Experts were already treating the find as a sensation, even the word “nobel prize-worthy”: In 2018, scientists from the “MiniBooNE” experiment at the US research laboratory Fermilab near Chicago presented it a puzzling excess of electron neutrinos in their measurements, which did not fit the classical Standard Model of elementary particles. But new data from the follow-up experiment “MicroBooNE” now show: nothing. “The results are either in agreement with or slightly below the rate expectations of the booster neutrino beam, and no excess of electron neutrinos is observed,” writes the research group in the current issue of the »Physical Review Letters«. Goodbye Nobel Prize.

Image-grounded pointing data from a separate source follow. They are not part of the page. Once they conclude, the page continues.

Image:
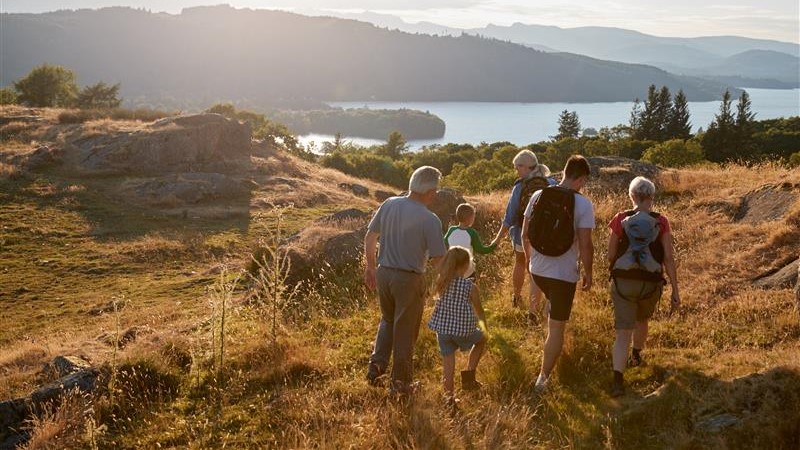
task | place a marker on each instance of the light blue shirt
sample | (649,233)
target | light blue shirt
(409,233)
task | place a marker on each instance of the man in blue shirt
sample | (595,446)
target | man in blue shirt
(408,234)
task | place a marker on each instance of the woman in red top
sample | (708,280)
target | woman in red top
(635,291)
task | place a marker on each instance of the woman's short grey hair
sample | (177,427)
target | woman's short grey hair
(540,171)
(424,179)
(641,188)
(526,157)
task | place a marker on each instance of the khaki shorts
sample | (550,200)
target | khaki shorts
(634,301)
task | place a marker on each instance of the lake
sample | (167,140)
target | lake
(525,123)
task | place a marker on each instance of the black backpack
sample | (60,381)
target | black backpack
(529,186)
(551,230)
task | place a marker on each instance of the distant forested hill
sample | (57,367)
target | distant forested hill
(210,54)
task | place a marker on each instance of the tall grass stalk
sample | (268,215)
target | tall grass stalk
(112,385)
(271,292)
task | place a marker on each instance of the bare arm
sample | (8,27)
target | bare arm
(501,233)
(475,300)
(587,255)
(669,267)
(613,246)
(370,255)
(526,243)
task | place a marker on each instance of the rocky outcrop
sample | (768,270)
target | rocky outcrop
(767,203)
(197,143)
(783,278)
(43,157)
(797,289)
(381,196)
(74,374)
(355,188)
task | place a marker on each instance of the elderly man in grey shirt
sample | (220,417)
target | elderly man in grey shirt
(408,233)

The “MiniBooNE” experiment, initially started in 2002, was intended to confirm the result of the LSND neutrino experiment at Los Alamos National Laboratory from the 1990s, in which too many electron neutrinos were measured for the first time. The finding had caused irritation at the time, because there was no obvious explanation. The experts therefore speculated that these might be “sterile” neutrinos that interact even less with matter than their relatives, the electron, muon and tau neutrinos, which are already shy. If this were to come true, physicists hoped and still hope, some open questions in the universe might come closer, such as the search for dark matter or even the world formula. And indeed, the excitement in 2018 was great.
In such measurements, the scientists examine what is known as neutrino oscillation – a quantum mechanical phenomenon in which the neutrinos are constantly changing into one another. This behavior was first observed in the 1960s, when scientists measured far fewer neutrinos emitted by the Sun than expected. But it took decades and required a lot of experimental work to prove conclusively that these “missing” neutrinos had not disappeared on their journey to Earth, but had simply transformed into the other two neutrino types.